Countless biographies and interviews confirm the King’s love of salty, sweet, and buttery. His fat bomb greasy-spoon meals implied that for Elvis, bacon was a food group on his food pyramid. He was known to mix bacon or baked bologna with a slew of creamy sauces between slices of soft white bread, and having a private cook on beck-and-call, meant that rich comfort food was whipped up around the clock. Who invented or when the PBBB came into existence is honestly hard to pinpoint, many cite that Elvis requested the cook at Graceland to make a PBBB sandwich, checking off all of the King’s crunchy, sweet, and salty cravings.
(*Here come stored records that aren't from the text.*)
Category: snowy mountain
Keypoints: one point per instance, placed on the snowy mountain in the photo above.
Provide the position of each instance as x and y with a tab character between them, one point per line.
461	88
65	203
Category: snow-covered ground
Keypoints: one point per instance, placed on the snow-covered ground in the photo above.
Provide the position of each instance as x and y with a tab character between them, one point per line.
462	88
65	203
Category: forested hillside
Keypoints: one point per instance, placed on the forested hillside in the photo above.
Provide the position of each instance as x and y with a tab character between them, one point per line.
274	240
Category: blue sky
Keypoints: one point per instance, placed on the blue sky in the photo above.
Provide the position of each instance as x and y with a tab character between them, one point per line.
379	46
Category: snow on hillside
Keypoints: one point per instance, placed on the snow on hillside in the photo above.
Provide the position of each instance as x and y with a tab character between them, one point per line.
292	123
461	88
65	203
His fiancee cites in her biography that she never really saw Elvis eat his favorite sandwich, so where does the hype originate?

Via: Flickr

The best theory is almost folklore at this point, but it seems to tie in most of the elements of the PBBB sandwich. On one of his many tours, Elvis and his crew of people went to the now-closed Colorado Mine Company Restaurant, and they experienced one epic sandwich called Fool’s Gold.

Via: Flickr

Honestly, eating a monstrous sandwich is foolish, but that didn’t stop the King. Rumor has it that this sandwich could serve ten people, but Elvis ate it as one single serving (which is still a very unverified claim). Fool’s Gold is simple but massive – an entire loaf of (ever so slightly hollowed out) Italian bread is smeared with one pound of peanut butter, one pound of blueberry jelly, and one pound of bacon. Seems a bit unhealthy, but the ratios are super easy to follow. Supposedly one experience of this sandwich wasn’t enough for the King. In 1976, just a year before his death, Elvis went off in his private jet from Memphis to Denver to get a rather large order of Fool’s Gold, the restaurant owners even met the King with the order in the hangar of the airport itself.

Via: Flickr

So where does the banana fit into all of this? Other recipes like banana pudding frequently appeared on the Graceland menu, suggesting that bananas were a mainstay, so wedging them between bacon and peanut butter wouldn’t be too outlandish in an already rule-breaking sandwich. Swapping out the jam for a banana made sense to some degree. Between his trips to that restaurant in Denver Colorado, it’s safe to assume Elvis played around with the concept of his favorite foods all mashed into one sandwich. So when he went to ask his cook to make the sandwich, he had found the bliss point of sweet, crunchy, salty, and greasy.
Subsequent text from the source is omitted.